C’est la roulade en écume

Qui m’attend

Ou les profondeurs

Muettes…

Ont grimpé l’échelle de soi : Margofleur, Éclaircie et bibi pour ce plongeon dans l’inconnu. Deux mots piqués à l’une et l’autre pour former le titre.

Du neuf à la petite cuillère


Un œuf collé contre une cuillère

Un lorgnon retenu par son cordon

Le si bémol tout ému et renversé

Un ballon fermement maintenu par une menotte mignonne

La lune quand l’étourdi a oublié son échelle

L’œil-de-bœuf avec cette petite trace de rouille-à droite-

Un chat endormi (imaginez un gros chat, en boule, sur une chaise, la queue dans le vide)

Le lampadaire sur son pied

Et la terre qu’un lutin aura ceinturée

Autant de neuf tout neufs ou pas 

***

Au matin de la nouvelle année 20 049,

Tous les amis

décident de se rendre sur le Pont Neuf.

A Paris

La Caille, le Bœuf, La Poule et la Perdrix

En Habits tout neuf du dimanche,

se sont réunis.

Bien décidés

à prendre un œuf 

pour profiter, une fois au sommet,

de la plus belle vue au Monde…

C’était sans compter sur cet enfant gourmand, sorti de nulle-part

qui était prêt à faire sauter leur amitié

pour battre des œufs en neige …

Heureusement, le beau bœuf pris les choses en main et l’enfant et lui se transformèrent en héros en chamboulant le quotidien.

 ( Oui d’habitude ne dit-on pas qui vole un œuf vole un bœuf ?)

Là, Tout le monde

nait pas n’œuf qui veut.

mais peut devenir

Œuf de Fabergé,

s’il sait regarder et écouter.

Moralité de mon histoire

Il est bel et bon d’avoir des amis pour ne pas se sentir

comme une omelette a battue

Et  redécouvrir d’ la Vie

tous les trésor enfouis

qu’on ne voit  bien qu’avec « les œufs …

du poussin » tin tin tin!

***

Pourquoi faire du vieux avec du neuf

Quand on est seul sur le doigt de la main ?

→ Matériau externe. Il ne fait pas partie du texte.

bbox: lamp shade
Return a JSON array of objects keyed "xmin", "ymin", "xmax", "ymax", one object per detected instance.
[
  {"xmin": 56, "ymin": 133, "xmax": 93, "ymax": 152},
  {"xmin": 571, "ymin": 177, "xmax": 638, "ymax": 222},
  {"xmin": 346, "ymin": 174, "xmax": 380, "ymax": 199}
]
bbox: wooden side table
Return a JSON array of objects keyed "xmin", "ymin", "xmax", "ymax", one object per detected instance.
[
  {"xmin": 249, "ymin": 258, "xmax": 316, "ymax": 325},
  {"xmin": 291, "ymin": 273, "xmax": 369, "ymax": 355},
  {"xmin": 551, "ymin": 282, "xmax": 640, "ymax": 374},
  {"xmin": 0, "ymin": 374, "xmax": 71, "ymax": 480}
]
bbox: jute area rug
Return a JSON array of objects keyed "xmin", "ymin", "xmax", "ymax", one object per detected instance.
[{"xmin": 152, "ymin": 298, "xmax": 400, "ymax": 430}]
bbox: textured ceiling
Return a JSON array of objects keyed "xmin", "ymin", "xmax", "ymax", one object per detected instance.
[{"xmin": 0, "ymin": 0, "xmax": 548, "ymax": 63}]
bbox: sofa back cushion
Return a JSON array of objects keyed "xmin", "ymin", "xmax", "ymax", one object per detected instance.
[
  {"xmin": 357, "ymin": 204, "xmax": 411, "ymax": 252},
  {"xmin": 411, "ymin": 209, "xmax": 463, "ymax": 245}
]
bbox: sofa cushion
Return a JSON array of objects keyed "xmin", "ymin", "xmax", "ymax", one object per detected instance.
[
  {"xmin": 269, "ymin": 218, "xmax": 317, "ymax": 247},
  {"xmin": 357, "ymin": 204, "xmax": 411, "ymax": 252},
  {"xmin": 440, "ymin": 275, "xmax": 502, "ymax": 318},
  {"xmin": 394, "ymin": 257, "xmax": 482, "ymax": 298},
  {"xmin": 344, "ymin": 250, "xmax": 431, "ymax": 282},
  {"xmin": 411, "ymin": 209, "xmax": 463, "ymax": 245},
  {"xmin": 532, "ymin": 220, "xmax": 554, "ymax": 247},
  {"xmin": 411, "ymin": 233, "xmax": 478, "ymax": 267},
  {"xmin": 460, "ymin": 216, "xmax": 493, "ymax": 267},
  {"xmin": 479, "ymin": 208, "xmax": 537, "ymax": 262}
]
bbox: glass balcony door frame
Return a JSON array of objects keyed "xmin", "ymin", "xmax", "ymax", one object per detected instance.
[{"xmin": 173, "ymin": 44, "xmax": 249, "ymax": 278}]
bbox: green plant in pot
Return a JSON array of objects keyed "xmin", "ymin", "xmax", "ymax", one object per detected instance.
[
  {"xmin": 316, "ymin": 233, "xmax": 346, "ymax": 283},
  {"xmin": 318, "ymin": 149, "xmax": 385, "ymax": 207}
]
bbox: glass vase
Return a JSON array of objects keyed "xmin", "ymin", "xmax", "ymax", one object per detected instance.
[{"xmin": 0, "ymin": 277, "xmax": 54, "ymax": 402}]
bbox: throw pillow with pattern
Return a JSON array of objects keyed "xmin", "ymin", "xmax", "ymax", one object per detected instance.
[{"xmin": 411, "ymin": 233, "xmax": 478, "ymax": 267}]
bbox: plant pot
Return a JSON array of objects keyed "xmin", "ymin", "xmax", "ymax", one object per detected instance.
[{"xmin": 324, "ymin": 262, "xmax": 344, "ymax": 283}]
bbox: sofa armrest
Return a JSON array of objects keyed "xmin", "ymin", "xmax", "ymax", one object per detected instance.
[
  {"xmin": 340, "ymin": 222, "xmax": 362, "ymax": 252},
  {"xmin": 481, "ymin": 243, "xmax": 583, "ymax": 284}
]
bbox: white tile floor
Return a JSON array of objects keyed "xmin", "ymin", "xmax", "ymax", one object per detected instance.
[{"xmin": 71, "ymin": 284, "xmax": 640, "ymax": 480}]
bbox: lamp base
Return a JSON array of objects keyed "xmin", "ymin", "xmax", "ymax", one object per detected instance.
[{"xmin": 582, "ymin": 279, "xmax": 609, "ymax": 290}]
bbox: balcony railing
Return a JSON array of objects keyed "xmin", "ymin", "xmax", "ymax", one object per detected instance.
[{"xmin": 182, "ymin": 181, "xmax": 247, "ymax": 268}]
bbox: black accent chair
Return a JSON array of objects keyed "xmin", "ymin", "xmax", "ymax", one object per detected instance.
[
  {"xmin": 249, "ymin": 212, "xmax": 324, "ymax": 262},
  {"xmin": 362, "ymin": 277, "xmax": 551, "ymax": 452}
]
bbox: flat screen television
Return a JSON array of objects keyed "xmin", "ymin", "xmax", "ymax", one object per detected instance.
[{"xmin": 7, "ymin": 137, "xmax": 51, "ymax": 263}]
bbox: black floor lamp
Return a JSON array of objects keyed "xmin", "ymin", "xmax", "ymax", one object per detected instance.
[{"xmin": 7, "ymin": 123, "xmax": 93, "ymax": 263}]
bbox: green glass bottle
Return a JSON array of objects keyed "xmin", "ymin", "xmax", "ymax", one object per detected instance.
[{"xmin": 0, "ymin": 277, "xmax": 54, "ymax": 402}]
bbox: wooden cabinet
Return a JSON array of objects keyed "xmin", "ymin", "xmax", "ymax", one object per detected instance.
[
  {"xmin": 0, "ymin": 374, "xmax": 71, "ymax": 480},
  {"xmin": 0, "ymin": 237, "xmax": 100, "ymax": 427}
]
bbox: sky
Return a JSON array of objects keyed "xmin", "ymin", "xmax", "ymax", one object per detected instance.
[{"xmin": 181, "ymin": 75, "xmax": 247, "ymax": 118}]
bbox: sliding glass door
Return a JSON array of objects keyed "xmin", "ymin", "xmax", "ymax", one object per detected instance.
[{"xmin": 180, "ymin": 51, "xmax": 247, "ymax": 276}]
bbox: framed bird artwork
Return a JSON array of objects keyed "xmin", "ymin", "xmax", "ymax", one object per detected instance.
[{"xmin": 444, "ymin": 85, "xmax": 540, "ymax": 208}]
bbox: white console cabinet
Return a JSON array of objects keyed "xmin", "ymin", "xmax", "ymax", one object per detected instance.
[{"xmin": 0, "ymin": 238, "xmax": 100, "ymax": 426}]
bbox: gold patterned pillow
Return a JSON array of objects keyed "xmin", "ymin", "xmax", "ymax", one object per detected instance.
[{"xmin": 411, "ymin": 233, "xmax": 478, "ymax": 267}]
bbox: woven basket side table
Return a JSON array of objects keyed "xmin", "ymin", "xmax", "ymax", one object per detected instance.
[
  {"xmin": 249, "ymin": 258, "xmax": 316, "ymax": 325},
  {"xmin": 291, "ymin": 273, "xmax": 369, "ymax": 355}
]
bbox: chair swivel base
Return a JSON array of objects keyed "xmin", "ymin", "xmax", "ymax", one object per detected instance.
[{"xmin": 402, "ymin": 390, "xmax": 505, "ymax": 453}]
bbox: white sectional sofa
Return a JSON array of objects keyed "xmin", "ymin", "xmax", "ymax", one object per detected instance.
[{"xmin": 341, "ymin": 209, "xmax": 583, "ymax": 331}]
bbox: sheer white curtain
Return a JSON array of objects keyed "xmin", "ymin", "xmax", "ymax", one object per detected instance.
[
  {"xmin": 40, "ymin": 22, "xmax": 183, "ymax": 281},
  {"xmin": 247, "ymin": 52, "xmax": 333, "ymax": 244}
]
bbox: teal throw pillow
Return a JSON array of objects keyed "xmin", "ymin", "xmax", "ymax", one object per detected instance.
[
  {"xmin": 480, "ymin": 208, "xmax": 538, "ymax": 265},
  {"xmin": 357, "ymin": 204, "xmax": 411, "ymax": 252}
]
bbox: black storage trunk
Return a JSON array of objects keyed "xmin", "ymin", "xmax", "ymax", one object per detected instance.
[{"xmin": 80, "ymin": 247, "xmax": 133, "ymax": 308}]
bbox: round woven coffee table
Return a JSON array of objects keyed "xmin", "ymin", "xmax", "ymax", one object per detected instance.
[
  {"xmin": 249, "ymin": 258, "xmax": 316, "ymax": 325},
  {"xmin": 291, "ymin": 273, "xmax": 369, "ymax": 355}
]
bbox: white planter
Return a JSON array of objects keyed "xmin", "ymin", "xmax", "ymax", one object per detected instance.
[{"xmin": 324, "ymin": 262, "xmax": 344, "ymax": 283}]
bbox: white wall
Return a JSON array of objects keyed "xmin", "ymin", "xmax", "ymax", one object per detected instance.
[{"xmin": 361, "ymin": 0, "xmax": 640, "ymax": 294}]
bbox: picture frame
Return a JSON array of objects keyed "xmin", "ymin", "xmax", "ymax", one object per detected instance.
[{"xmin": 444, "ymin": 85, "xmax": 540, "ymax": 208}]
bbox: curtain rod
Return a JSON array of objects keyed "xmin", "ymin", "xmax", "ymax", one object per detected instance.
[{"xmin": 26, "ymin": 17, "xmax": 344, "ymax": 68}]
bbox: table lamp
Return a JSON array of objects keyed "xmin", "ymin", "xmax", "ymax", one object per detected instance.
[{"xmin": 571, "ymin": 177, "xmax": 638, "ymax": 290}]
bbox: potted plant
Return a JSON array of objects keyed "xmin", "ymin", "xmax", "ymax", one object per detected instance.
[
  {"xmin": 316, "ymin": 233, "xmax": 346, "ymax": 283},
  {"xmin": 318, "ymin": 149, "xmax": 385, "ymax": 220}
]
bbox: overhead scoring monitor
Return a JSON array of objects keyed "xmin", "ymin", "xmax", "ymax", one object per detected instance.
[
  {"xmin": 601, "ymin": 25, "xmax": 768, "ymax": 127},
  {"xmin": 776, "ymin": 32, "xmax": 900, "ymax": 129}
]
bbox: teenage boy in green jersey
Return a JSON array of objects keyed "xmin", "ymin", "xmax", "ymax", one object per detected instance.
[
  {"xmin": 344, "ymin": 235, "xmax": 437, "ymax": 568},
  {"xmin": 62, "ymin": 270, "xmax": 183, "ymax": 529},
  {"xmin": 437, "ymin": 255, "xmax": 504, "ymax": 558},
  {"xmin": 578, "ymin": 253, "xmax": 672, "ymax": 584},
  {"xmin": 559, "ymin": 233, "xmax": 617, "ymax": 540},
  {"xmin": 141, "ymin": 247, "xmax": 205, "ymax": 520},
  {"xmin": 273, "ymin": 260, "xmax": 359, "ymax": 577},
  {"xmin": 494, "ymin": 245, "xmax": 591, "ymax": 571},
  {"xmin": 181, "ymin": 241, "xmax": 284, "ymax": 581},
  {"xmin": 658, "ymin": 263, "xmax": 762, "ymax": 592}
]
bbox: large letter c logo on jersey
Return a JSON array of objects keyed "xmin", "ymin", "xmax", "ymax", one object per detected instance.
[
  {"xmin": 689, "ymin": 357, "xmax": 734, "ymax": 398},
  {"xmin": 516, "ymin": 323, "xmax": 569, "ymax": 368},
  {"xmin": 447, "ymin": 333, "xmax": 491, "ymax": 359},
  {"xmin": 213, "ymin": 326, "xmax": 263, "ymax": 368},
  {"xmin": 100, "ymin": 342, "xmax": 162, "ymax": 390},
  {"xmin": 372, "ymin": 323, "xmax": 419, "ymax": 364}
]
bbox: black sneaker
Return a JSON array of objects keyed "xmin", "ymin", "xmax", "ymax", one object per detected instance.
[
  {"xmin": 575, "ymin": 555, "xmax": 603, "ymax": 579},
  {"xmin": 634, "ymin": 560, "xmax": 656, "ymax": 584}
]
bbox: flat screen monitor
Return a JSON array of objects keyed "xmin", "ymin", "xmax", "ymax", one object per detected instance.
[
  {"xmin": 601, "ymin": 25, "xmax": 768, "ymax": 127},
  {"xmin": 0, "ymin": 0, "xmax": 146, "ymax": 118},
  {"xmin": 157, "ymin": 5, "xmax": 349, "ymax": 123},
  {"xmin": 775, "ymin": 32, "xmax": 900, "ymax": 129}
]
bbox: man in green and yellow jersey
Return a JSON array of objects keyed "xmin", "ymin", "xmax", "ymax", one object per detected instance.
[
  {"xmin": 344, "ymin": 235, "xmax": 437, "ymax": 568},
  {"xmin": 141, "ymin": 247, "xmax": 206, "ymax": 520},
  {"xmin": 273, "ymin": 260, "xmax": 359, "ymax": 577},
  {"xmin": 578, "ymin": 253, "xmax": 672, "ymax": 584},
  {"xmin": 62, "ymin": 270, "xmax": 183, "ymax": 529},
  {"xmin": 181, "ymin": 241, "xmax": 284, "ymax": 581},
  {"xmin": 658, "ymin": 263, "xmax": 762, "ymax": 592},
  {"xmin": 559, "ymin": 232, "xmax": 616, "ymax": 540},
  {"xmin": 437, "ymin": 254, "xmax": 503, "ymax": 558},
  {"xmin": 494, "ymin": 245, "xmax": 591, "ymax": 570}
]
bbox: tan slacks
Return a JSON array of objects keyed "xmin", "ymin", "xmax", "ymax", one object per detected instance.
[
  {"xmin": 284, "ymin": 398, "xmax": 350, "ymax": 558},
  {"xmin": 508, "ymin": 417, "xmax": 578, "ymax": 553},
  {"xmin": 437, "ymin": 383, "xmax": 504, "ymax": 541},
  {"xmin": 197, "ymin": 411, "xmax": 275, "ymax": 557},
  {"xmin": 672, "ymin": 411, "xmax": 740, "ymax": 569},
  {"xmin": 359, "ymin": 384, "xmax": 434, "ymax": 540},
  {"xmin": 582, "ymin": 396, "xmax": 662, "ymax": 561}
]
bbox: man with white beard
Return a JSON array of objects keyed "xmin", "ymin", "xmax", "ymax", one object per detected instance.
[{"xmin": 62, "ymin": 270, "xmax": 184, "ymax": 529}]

Veuf mis à l’index sur la couture

Tu sais piquer dans le vif

A l’ancienne toute nouvelle

Mode éphémère.

Et puisque nous ne serons jamais en l’état

Autant rêver du nécessaire an

Peint de jeunesse décolorée…

Ce neuf à trois dans le fond est au cube ce que la racine carrée est à l’arbre. Ont poussé la chansonnette : Éclaircie, Marjolaine et bibi.